This article is from the Australian Property Journal archive
TRINITY Limited has returned to profit, delivering a small consolidated net profit of $0.65 million for the half year ended 31 December 2011, compared to a loss of $1.56 million for the previous corresponding period.
The company made a total comprehensive profit of $0.50 million for period, which is also an improvement from a loss of $3.30 million for the pcp.
CEO Craig Bellamy said that the half year result represented a steady improvement on the group’s performance as it continues to focus on improving asset performance and the rationalisation of non-core assets.
“The group has achieved significant progress since 30 June 2011 through the sale of the residual interest in the former Trinity Funds Management business and associated managed funds and the sale of the industrial asset at Richlands.
“The sales of these assets during challenging economic conditions fundamentally strengthens the group’s balance sheet,” he added.
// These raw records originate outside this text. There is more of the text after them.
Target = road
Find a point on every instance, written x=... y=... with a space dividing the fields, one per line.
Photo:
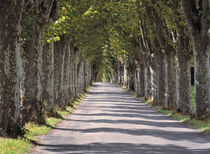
x=111 y=121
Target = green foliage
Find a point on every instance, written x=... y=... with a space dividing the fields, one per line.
x=24 y=145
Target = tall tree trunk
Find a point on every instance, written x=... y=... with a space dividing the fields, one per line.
x=10 y=67
x=34 y=108
x=184 y=100
x=141 y=81
x=171 y=80
x=198 y=22
x=161 y=78
x=48 y=79
x=147 y=80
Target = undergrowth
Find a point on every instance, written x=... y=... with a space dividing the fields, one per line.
x=202 y=125
x=22 y=145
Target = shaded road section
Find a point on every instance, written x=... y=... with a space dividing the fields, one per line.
x=111 y=121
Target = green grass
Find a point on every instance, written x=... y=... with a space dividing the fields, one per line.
x=203 y=126
x=24 y=144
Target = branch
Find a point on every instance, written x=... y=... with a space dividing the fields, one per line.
x=191 y=13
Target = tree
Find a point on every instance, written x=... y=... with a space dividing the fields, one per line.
x=197 y=15
x=10 y=67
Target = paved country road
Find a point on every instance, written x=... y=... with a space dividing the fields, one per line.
x=112 y=121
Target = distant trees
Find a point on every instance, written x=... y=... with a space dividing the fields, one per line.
x=36 y=76
x=162 y=34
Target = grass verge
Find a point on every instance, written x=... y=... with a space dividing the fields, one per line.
x=24 y=144
x=203 y=126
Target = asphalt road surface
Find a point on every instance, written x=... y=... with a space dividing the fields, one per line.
x=110 y=121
“Although the group had performed well during difficult economic conditions, the prevailing economic uncertainty was significantly impacting the sales campaign at Cumberland Resort at Lorne.
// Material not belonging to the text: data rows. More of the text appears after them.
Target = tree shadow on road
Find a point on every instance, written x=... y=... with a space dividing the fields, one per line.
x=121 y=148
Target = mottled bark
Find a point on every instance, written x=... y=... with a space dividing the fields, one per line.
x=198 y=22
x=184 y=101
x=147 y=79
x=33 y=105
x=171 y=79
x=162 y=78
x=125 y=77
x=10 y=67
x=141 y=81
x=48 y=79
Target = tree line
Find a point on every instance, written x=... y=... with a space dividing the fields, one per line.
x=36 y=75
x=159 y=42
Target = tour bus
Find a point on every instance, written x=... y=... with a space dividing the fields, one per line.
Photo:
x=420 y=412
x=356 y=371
“The group is likely to only achieve one sale as a result of the recent campaign which is a direct reflection of decreased consumer confidence and the depressed coastal property markets Trinity currently owns 41 apartments in the resort, as well as the conference centre and management rights,” Bellamy said.
Net Tangible Assets as at 31 December 2011 is 29.3 cents per security versus 28.6 cents at 30 June 2011.
Bellamy said the actual NTA per security has increased from 18.3 cents at 31 December 2010 to 29.3 cents at 31 December 2011.
Trinity will issue further guidance on the group’s strategy prior to 31 March 2012.